Den Fehler spucken mir gentoo-sources-2.6.16-r3 nicht aus  :Sad: 

Wäre für jede Hilfe dankbar  :Smile: 

Grüße

Franz

----------

## franzf

Auf der Seite von x.org hab ich zum aktuellen Release folgendes gefunden:

http://ftp.x.org/pub/X11R7.0/doc/html/i8108.html#8

Also: angeblich kein 3D-Support...

Wie geht es dann dass hier manche schon XGL mit diesem Chip laufen haben?!?

Grüße

Franz

----------

## _hephaistos_

helloy,

magst mei xorg.conf haben?

das ganze mit "emerge x11-drm"... im kernel oiso des zeug raus...

ich hab mit glxgears (ich weiß, des sagt nix aus) 10XX FPS... und spiele gehen flüssig (rtcwmp-demo zumindest)

in case of troubles: pm me and lets solve it!

cheers

----------

## franzf

Dankeschön, Hephaistos!

Hab alles (bis auf intel_agp, das braucht x11-drm scheinbar) alles raus...

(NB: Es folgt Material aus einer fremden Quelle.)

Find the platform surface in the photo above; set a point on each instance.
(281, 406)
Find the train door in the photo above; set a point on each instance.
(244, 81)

Leider stehen in der Xorg.0.log immer noch die gleichen Fehler (auch mit deiner xorg.conf):

DRM: Version-Mismatch,

Kein dri,

etc...

 :Sad:   :Sad: 

Was mich stutzig macht sind diese "BIOS function not supported" "BAD V_BIOS Checksum"

Kann da was am Bios ein richtig funktionierendes DRM verhindern? Unter Windows gehts doch  :Sad: 

 (ICH HASSE DIESEN SATZ!!)

Grüße

Fanz

----------

## _hephaistos_

na, oiso des mit der checksum hab ich auch drinnen.

wenn du willst, dann schauen wir uns das im detail an - pm me wegen jabber/icq

vielleicht schaffen wir es ein vernünftiges howto zu schustern  :Wink: 

btw: diese character device sachen hab ich "fix" drinnen - sonst musst du selber schauen, dass die module geladen sind...

und diese dri sachen im kernel raus...

ciao

----------

## franzf

Sooo,

Des Problem mit dem fehlenden 3D konnte gelöst werden (bei einer buggigen Jabber-Sitzung mit Hephaistos  :Wink:  )

Die Lösung: Nur die Testing-Pakete des Xorg (nix hardmasked). Und im Kernel unter Device-Drivers -> Character-Devices den Intel-AGP + DRM (ohne Module!) FEST(!) in den Kernel, also net als Modul.

Leider haperts jetzt noch bissl mit der Performance... heißt: ppracer nicht sehr flüssig, etc  :Sad: 

Durch Experimentieren mit den Werten im Bios für den Grafik-Speicher konnte ich nix erreichen...

Das nächste Problem, welches jetzt wieder auftritt (war schon gelöst, durch die Hard-Masked-Pakete...):

Videos ruckelt EXTREM! mplayer crasht beim zweiten Video (hintereinander, nicht parallel)!!

Hat da evtl. wer ne Lösung für mich? Oder muss ich mich entscheiden: Video oder 3D?!?

 :Sad: 

Grüße

Franz

----------